I wasted a considerable period of time trying to get it to use tiny_mce_src.js instead. There is code in wysiwyg.module and tinymce.inc that appears to be intended to allow for different files to be swapped in if you set some setting somewhere but I can’t work out where this setting is set. I tried renaming tiny_mce_src.js to tiny_mce.js but something in the Wysiwyg module spots the change and infers wrongly that the editor has been uninstalled, and so does not activate the Wysiwyg JavaScript at all. Odd. I was only able to get things working again by reverting all the files (thank goodness we are using Subversion for the whole site).

So I had a look at the code and found that it does indeed check tinyMCE.get(x) when asked to create an editor, and if this returns anything it assumes there is no work to be done. Consulting the TinyMCE documentation, I discover there is indeed a mceRemoveControl command that should have been called.


I optimistically tried adding a call to conditionally remove the control before adding it. This almost worked, but tends to crash on account of we are asking it to dismantle a bunch of HTML widgets that no longer exist (the HTML having been removed ages ago when the first pop-up form was dismissed).

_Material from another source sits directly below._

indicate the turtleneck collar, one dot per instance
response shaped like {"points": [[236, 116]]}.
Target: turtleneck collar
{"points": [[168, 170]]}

The correct solution is of course to add code to the behaviour-detaching function of the Wysiwyg module, since it is the attachment of the Wysiwyg behaviour that activates it. Sadly Drupal 6 lacks this feature, though it has been added to Drupal 7.

In the meantime I added Wysiwyg-specific code to popups.js to fix our particular problem:

Drupal.popups.removePopup = function() {
    /* Addition for bugs caused by removing TinyMCE editors  -- pdc 2009-02-13*/
    $('#popups textarea').each(function () {
        var id = this.id;
        if (tinyMCE && tinyMCE.get(id)) {
            tinyMCE.execCommand('mceRemoveControl', true, id);
    /* End of addition */


This works for us but if we also used wysiwyg editors in forms loaded with the AHAH mechanism you might also need to modify ahah.js.

Another problem

We discovered that under some circumstances you could edit text in the wysiwyg editor in the pop-up form, but the changes would not be made when you clicked the Save button—but only on one particular web browser. After some investigation we realized that there was another point where the popups module needs to talk to the edtior—before saving the form, it needs to tell TinyMCE to save the text from its widgets to the hidden form element which is used to carry the text in to the form submission. Fixing this again required finding a place in the Popups module to add some TinyMCE-specific code.


The problem we had is that making it possible to layer different user-interface enhancements on top of each other is harder than it looks. To fix the Wysiwyg module, we made changes to the Popups module. This only works because we use a particular combination of features of these two modules. The correct general solution will be to augment the API used by Drupal’s modules to add yet more hooks for module developers to attach functions to.

The general code will also naturally be longer and more complicated because it has to take notice of the requirement that TinyMCE be swappable with another rich-text editor, which means that the API used internally within the Wysiwyg module to communicate with the editor plug-ins will also need to be further elaborated.

If, instead, we had developed the whole site ourselves—using TinyMCE and jQuery as our JavaScript platform and writing the HTML ourselves rather than assembling it from the outputs of eleventy-one themeing functions—the overall quantity of JavaScript would be smaller, at the cost of having to write it ourselves instead of just plug modules together.